I wrote this last night and knew that I needed to let it stew before I hit publish. I needed time to figure out IF I would hit publish. I woke up this morning sure that I would not. I always go back and forth about whether or not to publish posts like this. Ultimately I feel like everybody has crap to deal with and most people don’t like to feel alone in their crap. I want people to know they are not alone with whatever thoughts are going through their head. I will not be the one to tell you things like “God doesn’t give you more than you can handle” or “There’s a reason for everything”. I actually hate those 2 sayings. Some times things suck. But sometimes, if you’re lucky, you can still find a bright spot.
The question was right there in front of me and I sat looking at the cursor trying to figure out how to tell Facebook what was on my mind. I came up with “Looking fwd to the weekend.” True, but so lame.
I took a shower and stood under the water thinking … What really is on my mind? Right this moment?
I am stressed out a lot of the time but I’m really good at masking it.
I constantly worry about how our family is going to manage. But somehow we always do.
I have by no means lived a charmed life. I have had a lot of tough breaks and I’ve had my fair share of issues. Some of them I undoubtedly brought on myself and some of them were out of my control.
I have had to figure out a lot of things on my own. I have not been happy about that but I have done it and I feel strong.
Right now, my Grandad is not well and I’m sad about that. Really sad.
I have a shitty father and a mother who is not really like a mother. She’s more like a friend – but not a best friend.

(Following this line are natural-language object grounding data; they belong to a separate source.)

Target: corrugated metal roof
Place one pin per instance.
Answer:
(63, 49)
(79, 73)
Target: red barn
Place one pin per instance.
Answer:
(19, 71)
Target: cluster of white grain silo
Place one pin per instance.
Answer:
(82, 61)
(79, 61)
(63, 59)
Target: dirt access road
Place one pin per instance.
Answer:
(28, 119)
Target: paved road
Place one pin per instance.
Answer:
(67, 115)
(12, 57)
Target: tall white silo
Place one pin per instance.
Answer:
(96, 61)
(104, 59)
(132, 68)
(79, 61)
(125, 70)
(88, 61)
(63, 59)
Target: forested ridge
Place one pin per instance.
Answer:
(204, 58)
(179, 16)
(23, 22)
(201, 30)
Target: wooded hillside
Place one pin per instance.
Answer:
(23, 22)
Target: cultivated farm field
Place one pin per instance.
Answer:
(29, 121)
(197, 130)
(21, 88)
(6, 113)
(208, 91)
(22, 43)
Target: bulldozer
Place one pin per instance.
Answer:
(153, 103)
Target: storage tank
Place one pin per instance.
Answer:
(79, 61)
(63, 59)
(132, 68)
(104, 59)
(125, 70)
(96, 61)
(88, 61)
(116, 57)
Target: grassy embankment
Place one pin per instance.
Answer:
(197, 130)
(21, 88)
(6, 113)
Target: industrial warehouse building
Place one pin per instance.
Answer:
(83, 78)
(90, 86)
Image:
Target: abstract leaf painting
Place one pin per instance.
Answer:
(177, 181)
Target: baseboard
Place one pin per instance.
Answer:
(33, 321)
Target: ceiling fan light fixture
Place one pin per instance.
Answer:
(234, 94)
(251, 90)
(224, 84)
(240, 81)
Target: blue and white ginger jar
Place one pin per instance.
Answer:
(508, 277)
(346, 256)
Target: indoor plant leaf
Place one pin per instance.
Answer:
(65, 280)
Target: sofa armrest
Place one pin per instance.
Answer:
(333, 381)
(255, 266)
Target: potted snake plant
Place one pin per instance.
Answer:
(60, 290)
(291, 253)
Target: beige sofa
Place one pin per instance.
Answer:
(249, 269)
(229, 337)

I’m worried about some awkward moments that are definitely in my future. I don’t like that I’m thinking about them at all.
In my lifetime, I have been so very fortunate.
In my 35 years, I have not had to deal with much death or sickness. In fact, only one person that I have loved deeply has passed away. I have never been physically abused or sexually violated. I haven’t had any personal encounters with addiction or eating disorders. I am pro-choice but I have never had to make that choice. I have good friends who have been there for me since I was 5 years old. I needed them then and I lean on them now. Since I turned 16, I have always had a job. I have somewhere warm to sleep and my children are not hungry.
Even on our worst days with ADHD and Autism – I have had a husband to help me. A husband that I know loves me.
I always know that once the day is over (no matter how tough the day was) my children will go to sleep and they will stay asleep all night; so I will get a chance to re-charge.
Our worst days are someone elses everyday.
So yeah Facebook … that’s what’s on my mind.
And I’m looking forward to the weekend.